I was now at the bottom of the abyss. That was when I understood for the first time what I had to do. I still could not remember the words, but with all my heart and soul, I asked God for help. I cannot tell you whether it was God that spoke to me next, or a rare voice of sanity that made itself heard in my own head. An answer did come though of what to do next. It said: 'Call the Samaritans.' I did, they told me what to do. I did it, and a day at a time, I've been sober ever since. Today, when I come to the rail for communion, I don't take the wine, only the bread. Giving up alcohol was nothing to do with self-control and everything to do with surrender.
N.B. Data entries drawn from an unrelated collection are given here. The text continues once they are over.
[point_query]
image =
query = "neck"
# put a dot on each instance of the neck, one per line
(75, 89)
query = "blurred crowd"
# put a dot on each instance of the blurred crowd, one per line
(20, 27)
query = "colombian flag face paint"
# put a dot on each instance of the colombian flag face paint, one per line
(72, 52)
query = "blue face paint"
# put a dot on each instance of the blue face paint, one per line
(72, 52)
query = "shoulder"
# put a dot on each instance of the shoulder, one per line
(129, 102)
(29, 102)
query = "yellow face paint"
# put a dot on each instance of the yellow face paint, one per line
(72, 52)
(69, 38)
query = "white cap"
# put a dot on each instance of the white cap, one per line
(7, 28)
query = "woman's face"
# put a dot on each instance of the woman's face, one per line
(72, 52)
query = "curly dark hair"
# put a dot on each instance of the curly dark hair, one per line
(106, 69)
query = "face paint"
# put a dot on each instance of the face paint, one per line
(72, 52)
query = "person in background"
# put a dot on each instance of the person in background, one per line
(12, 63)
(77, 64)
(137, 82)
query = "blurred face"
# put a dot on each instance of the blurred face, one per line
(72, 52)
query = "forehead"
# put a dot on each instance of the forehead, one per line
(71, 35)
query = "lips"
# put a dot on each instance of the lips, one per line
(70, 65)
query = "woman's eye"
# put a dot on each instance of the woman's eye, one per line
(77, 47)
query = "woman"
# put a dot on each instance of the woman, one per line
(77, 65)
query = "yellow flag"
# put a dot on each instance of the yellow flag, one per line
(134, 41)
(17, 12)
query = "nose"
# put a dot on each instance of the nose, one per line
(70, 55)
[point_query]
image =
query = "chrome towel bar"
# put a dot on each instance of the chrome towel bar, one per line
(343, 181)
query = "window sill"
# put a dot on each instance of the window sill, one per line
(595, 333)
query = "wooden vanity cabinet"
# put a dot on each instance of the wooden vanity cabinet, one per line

In my new life, the aim of my existence is to stay well spiritually, mentally and physically. I do this for God, myself and my family. It is achieved in a number of ways - chiefly prayer, meditation and giving back to the people who helped me. But I must confess, chocolate is an aid. I won't get in a car and kill someone through too much chocolate. I won't go mad or get very, very sick. But every Lent, I will feel just that little bit guilty. It's like Augustine's famous prayer: Lord make me chaste, but not just yet. Lord, help me to give up chocolate for Lent. But not yet.

This week, Lent groups in our church are starting on the booklet, All Is Gift. Our aim is to be more aware that everything we are and have is a gift from God. We will try to cultivate an 'attitude of gratitude'. This attitude of gratitude is one of the main sayings of the groups I go to now to help with my recovery. Another way of putting it is, the bottle is half full, not half empty.

For the Church, they could think: our churches are half full, not half empty. God's gifts to us are the essence of the daily miracle we live in. An attitude of gratitude helps make this miracle possible. Witnessing to these gifts might consist of nothing more than seeing life from the bottle as half full rather than half empty, obviously half full of water in my case.